Banyak catatan saya tentang diri yang introvert dan melankolis ini. Saya penyendiri, suka bekerja sendiri, berpikir analitik dan mendalam, suka membuat rencana, suka rutin, tidak suka ada dalam keriuhan, tidak bisa menyampaikan pendapat dalam forum besar, tidak suka menjadi sorotan. Di sisi lain saya akan dengan mudah mengingat hal-hal yang sifatnya spesial seperti hari lahir dan momen-momen yang saya anggap penting. Banyak poin-poin tentang orang introvert dan melankolis yang nyata ada dalam diri saya. Semakin hari, semakin saya ketar ketir mengatasi diri sendiri karena kendala yang saya hadapi di depan mata semakin kompleks.

Pernah ada yang bertanya kepada saya “nanti kamu mau jadi pemimpin yang seperti apa?”. Tidak pun terbayang dalam diri saya akan jadi pemimpin. Apalagi memikirkan jadi pemimpin yang seperti apa. Yang saya tau, saya akan kerjakan semua pekerjaan yang diberikan kepada saya dengan baik.
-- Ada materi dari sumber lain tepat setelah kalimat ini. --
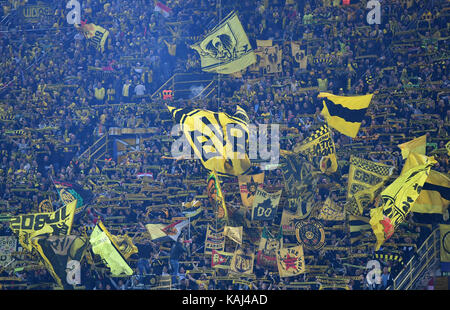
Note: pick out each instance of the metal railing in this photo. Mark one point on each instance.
(427, 255)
Sebaik yang saya bisa lakukan. Itu saja. Makanya, ketika ada di posisi di mana saya harus berhadapan dengan banyak orang dengan posisi tinggi, saya terkunci. Kepala saya beku, bibir saya kelu, badan saya entah apa rasanya. Saya paksakan diri menghadapi hari demi hari, tantangan demi tantangan.
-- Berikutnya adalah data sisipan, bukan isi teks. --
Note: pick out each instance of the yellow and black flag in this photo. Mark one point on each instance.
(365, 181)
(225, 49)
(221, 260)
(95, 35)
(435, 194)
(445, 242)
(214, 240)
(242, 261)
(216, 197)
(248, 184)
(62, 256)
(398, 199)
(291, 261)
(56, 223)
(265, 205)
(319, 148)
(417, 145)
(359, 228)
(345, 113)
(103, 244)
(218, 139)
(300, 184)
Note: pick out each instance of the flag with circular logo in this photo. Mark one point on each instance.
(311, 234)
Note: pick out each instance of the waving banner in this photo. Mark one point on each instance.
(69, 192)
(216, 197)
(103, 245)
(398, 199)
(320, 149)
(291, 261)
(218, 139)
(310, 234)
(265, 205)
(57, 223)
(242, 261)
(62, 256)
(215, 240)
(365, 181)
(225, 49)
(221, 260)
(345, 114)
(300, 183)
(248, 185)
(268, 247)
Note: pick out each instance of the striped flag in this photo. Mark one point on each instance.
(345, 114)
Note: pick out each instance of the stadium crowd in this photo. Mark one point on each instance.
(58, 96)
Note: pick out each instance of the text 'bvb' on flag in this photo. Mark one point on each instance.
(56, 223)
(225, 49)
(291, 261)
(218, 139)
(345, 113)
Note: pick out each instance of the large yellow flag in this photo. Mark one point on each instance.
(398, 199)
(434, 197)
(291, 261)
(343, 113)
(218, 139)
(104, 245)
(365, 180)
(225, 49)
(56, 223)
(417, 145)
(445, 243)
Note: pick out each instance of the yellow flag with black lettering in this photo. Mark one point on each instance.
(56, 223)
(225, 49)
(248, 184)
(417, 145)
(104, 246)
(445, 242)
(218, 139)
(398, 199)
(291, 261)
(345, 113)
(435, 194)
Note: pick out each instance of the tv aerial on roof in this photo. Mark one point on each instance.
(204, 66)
Kebayang kan ketika saya terpaksa “memimpin” dan berada di antara para pemimpin dan mengeluarkan segala isi kepala yang disebut usulan dan gagasan? Mau pingsan aja rasanya. Tidak jarang saya berpikir untuk lari. Berhenti. Menghilang. Tapi saya bukan pengecut. Mungkin pemalu. Mungkin tidak percaya diri. Tapi saya bukan pengecut. Saya selesaikan apa yang saya mulai. Saya kerjakan kewajiban saya walau terseok.


Betapa si melankoli ini tersiksa dengan apa yang menghimpit hari-harinya. Tapi saya harus berdiri tegak. Raut muka mungkin tidak disembunyikan. Tapi saya tidak boleh patah semangat, apalagi hati. Saya harus berjalan terus sampai garis finish.